I was taught that in maths we evaluate things, with the acronym BODMAS Brackets, Orders(powers), Division, Multiplication, Addition, Subtraction.
I understand that in Javascript, * and / have equal precedence. + and - do too.
And left associativity is used.
From the few examples I can think of, it seems to work just as well, producing the same results as BODMAs.
It looks like in the reality of the mathematical rules, it doesn't matter whether addition or subtraction is done first. It can matter whether additional or subtraction can done first 5-2+3. And for division and multiplication, it seems like it's only an issue when division is left of multiplication like 9/3*4 then division must be done first. And Javascript does / first in that instance.
But maybe there is an example where it breaks it! Where it gives a different result to standard maths.

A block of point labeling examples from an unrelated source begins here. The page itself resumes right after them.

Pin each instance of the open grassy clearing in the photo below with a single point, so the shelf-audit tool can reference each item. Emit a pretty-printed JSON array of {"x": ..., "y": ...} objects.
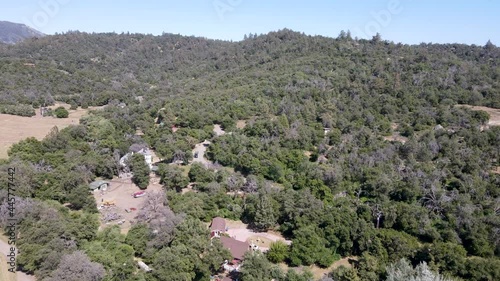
[{"x": 16, "y": 128}]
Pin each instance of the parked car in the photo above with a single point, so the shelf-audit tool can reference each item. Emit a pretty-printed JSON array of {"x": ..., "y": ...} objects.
[{"x": 139, "y": 194}]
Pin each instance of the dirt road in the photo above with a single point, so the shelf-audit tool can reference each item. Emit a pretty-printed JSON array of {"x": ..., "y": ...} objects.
[{"x": 199, "y": 154}]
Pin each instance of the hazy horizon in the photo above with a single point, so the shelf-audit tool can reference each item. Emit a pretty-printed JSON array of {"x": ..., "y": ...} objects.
[{"x": 400, "y": 21}]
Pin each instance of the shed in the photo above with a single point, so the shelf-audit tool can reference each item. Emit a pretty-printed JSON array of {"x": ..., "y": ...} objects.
[
  {"x": 144, "y": 266},
  {"x": 237, "y": 248},
  {"x": 217, "y": 226},
  {"x": 99, "y": 185}
]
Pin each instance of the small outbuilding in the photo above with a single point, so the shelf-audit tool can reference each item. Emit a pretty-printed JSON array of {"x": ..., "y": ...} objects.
[
  {"x": 99, "y": 185},
  {"x": 217, "y": 226}
]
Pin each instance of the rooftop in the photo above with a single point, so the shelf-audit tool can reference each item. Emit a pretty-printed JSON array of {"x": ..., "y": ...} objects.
[
  {"x": 218, "y": 223},
  {"x": 237, "y": 248}
]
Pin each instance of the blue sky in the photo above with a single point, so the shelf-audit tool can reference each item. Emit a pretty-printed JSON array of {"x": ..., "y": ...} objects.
[{"x": 407, "y": 21}]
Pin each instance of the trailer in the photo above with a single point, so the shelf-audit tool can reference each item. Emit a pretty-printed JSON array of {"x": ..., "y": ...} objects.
[{"x": 139, "y": 194}]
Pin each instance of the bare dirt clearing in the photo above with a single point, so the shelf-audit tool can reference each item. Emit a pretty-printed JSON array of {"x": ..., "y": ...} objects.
[
  {"x": 240, "y": 231},
  {"x": 120, "y": 191},
  {"x": 16, "y": 128},
  {"x": 493, "y": 112}
]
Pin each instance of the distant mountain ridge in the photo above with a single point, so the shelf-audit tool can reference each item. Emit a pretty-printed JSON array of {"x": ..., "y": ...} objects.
[{"x": 11, "y": 33}]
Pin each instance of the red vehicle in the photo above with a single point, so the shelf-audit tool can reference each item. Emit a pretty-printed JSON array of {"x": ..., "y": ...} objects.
[{"x": 139, "y": 194}]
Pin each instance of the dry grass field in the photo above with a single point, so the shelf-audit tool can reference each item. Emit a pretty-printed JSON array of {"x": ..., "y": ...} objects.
[{"x": 16, "y": 128}]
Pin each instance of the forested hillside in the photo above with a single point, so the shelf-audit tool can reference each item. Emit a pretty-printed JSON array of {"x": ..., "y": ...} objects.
[{"x": 350, "y": 148}]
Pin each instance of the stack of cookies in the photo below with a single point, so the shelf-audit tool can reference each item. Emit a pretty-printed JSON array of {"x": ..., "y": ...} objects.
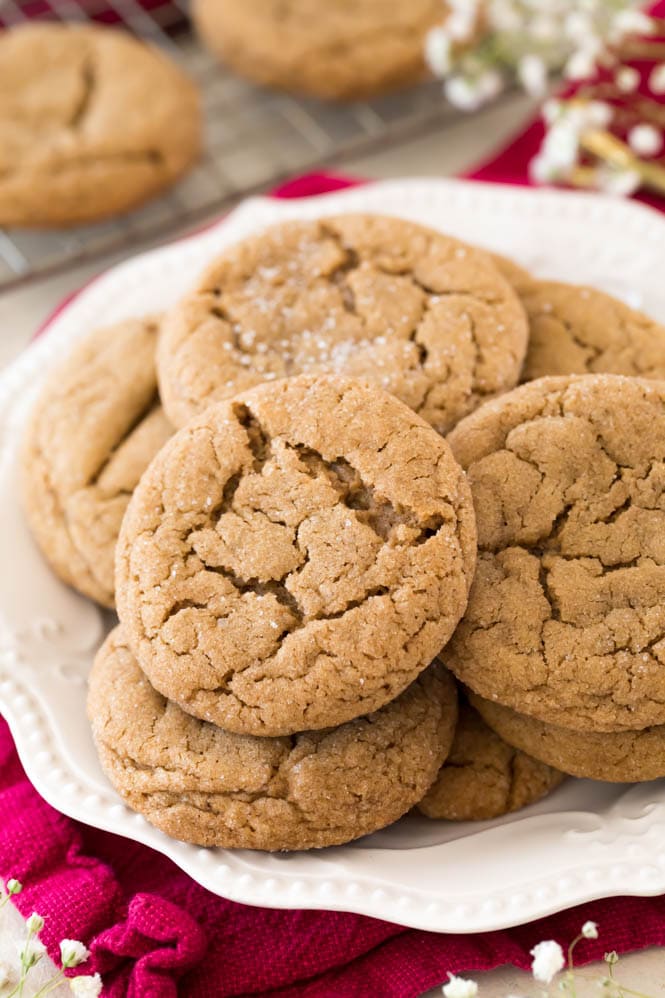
[{"x": 259, "y": 482}]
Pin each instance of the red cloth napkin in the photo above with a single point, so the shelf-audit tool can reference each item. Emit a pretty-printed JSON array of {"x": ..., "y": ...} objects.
[
  {"x": 511, "y": 164},
  {"x": 154, "y": 933}
]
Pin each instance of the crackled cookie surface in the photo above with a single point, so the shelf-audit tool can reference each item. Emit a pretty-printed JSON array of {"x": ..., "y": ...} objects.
[
  {"x": 93, "y": 432},
  {"x": 579, "y": 330},
  {"x": 614, "y": 756},
  {"x": 201, "y": 784},
  {"x": 485, "y": 777},
  {"x": 335, "y": 50},
  {"x": 295, "y": 557},
  {"x": 78, "y": 140},
  {"x": 422, "y": 315},
  {"x": 566, "y": 616}
]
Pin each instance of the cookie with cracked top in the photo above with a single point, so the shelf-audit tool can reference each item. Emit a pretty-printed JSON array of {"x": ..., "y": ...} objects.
[
  {"x": 201, "y": 784},
  {"x": 580, "y": 330},
  {"x": 566, "y": 613},
  {"x": 484, "y": 777},
  {"x": 94, "y": 429},
  {"x": 329, "y": 50},
  {"x": 424, "y": 316},
  {"x": 79, "y": 140},
  {"x": 295, "y": 557},
  {"x": 613, "y": 756}
]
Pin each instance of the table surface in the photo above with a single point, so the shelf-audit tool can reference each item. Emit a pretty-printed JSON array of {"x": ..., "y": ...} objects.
[{"x": 444, "y": 153}]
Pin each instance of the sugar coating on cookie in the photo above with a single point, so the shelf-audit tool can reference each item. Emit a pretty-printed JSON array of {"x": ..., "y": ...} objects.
[
  {"x": 295, "y": 557},
  {"x": 580, "y": 330},
  {"x": 201, "y": 784},
  {"x": 485, "y": 777},
  {"x": 95, "y": 428},
  {"x": 566, "y": 614},
  {"x": 329, "y": 50},
  {"x": 613, "y": 756},
  {"x": 92, "y": 122},
  {"x": 424, "y": 316}
]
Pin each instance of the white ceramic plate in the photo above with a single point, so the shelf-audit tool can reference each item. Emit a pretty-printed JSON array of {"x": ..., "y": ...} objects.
[{"x": 587, "y": 840}]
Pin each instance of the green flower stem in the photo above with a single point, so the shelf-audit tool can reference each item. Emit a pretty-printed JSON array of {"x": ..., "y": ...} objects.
[{"x": 50, "y": 985}]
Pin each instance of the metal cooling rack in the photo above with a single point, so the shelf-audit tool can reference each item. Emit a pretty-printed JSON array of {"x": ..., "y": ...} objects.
[{"x": 254, "y": 137}]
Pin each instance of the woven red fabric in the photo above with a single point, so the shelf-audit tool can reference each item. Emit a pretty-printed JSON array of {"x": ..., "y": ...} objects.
[{"x": 154, "y": 933}]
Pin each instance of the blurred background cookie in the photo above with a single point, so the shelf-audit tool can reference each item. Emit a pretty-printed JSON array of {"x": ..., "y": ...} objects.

Can Javascript break logical mathematical rules?
UPDATE-
To answer myself, when in Mathematics one says, PEDMAS where D and M are equal precedence and done left to right. And ditto A and S. You are saying they're left associative, i.e. where the implied brackets are. So programming languages that 'implement PEDMAS' the priority/precedence, and DM and AS being left associative, are totally following the PEDMAS rule. So, if there is any breaking of mathematical rules, it isn't from the associativity of M,D,A,S which is the same as in (conventional) mathematics. Also, in Mathematics, the unary minus is here- PEUDMAS so -5^2=-(5^2)=-25. exponent takes priority over unary minus. Though javascript probably gets that right. Apparently floating points in javascript break rules, as shown in some answers, though that wasn't what I had in mind as what I had in mind was purely re PEDMAS, but it seems parentheses make a difference with floating point numbers, where they shouldn't in normal mathematics, as shown in the answer I accepted.

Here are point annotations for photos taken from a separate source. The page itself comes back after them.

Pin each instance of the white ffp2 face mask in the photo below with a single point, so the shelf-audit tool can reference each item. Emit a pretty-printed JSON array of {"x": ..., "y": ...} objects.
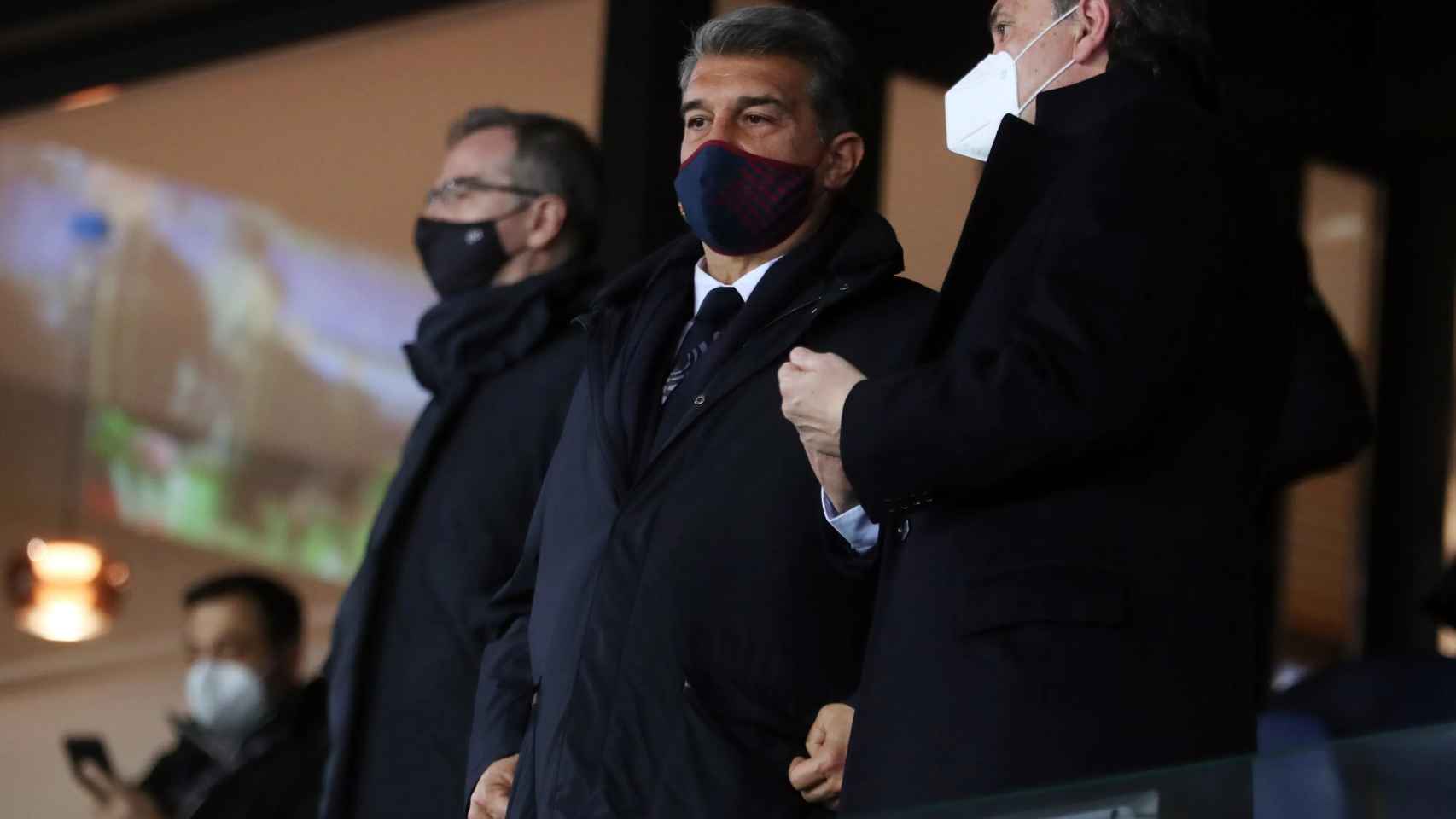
[
  {"x": 976, "y": 105},
  {"x": 226, "y": 695}
]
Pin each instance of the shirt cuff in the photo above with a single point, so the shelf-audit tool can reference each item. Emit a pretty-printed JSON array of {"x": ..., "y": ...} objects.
[{"x": 853, "y": 526}]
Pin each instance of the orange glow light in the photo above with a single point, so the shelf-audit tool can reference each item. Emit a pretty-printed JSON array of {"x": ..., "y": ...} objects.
[
  {"x": 89, "y": 98},
  {"x": 64, "y": 562}
]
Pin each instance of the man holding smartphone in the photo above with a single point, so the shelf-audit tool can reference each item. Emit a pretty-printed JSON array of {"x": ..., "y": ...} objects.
[{"x": 253, "y": 740}]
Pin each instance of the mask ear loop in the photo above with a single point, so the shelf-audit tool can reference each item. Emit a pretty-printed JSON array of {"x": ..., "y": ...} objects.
[
  {"x": 1053, "y": 78},
  {"x": 1035, "y": 39}
]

The only problem is with float numbers where the approximation of a division is extremely buggy. An actual example of this would be the fact that this will always alert false:
var a = 0.1;
var b = 0.2;
var c = 0.3;
if((a+b)+c == a+(b+c))
alert("true");
else
alert("false");
So basically the problem is with the Number object but not with the theoretical math implemented. As a programmer you probably understand the difference of the pre and post incrementation and the order of the operators so I do not really understand why did you gave as example 9/3*4 where the logic of the programmer applies and is verbose with the actual math.
Finally the answer you seek ( probably just out of curiosity ) is that the actual logic of the math you know it has not been changed in JavaScript, just some bugs from the roots of this language which still haunts us today.